The Social Media Rift between Employees and Companies
Public Disclosure Policy
I remember at the Blog Business Summit in 2005, the high talk of this budding industry was for “every company to adopt a blogging policy”. Fast forward 4 years later, not every company has a blogging policy. In fact, it’s not really needed in many cases as the scope is too limited.
I remember one seasoned marketer at HDS, who lead the ethics policy, this was shared among every employee, and a printed booklet landed on every desk. I don’t recall the exact words, but it stated that employees should be mindful of their communication regardless whether they were online, in person, and using blogs.
Individual and Collective Brands
The next challenge is for the many personal and career brands that are developing using social media tools. More and more bloggers are self-branding themselves beyond their first and last name, much like this ‘web strategy blog’. There’s an opportunity for both the individual blogger and the company to benefit each other, although the balance has to be found.
With the human faces coming forward due to social media tools, the opportunity for employees to build real human relationships with others can be the most natural bridges for prospects to become customers.
For example, to me, the Oracle brand was pretty much just a logo and a series of large towers in Redwood Shores. Lately, I’ve been interacting with the many Oracle employees on Twitter (mainly OracleJulio, yes his twitter screen name) who has done a great job of getting to know me, sharing with me, and sometimes challenging me as he should. It’s fascinating that he didn’t just create a twitter account called “Oracle” or one called “Julio”, instead he’s merged the best of both, and exemplifies the best behavior of both. It’s working.
Hiring trusted employees, and trusting them too
On the podcast interview yesterday with Shel Holtz, we discussed how transparency within the corporate environment could lead to customers and employees working together to create next-generation products, and why employees, who are experts at their craft, may often be called to discuss these in public.
In the end, it really policies and guidelines are only as strong as the people behind it. In the case of IBM, (as I recall) the blogging policy was created on an internal wiki, vetted by the employees, then given a quick review, edit and approval from legal. The thing about most employees is that they may enjoy working for their company, feel a sense of ownership, and when trusted, feel empowered to do the right thing.

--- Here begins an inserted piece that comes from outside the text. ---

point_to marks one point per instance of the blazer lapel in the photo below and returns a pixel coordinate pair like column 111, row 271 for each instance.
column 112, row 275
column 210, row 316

So in the end, reasonable policies and guidelines are often a good thing, they set the lines of acceptability and protect both the company and individual, yet despite any amount of rules we put in place, there will always be areas of objection and questionably. Expect there to be changes and modifications made to any policy on a case by case basis, but learn to trust your employees, who when feel like owners and empowered, will often do what’s right for them and the company.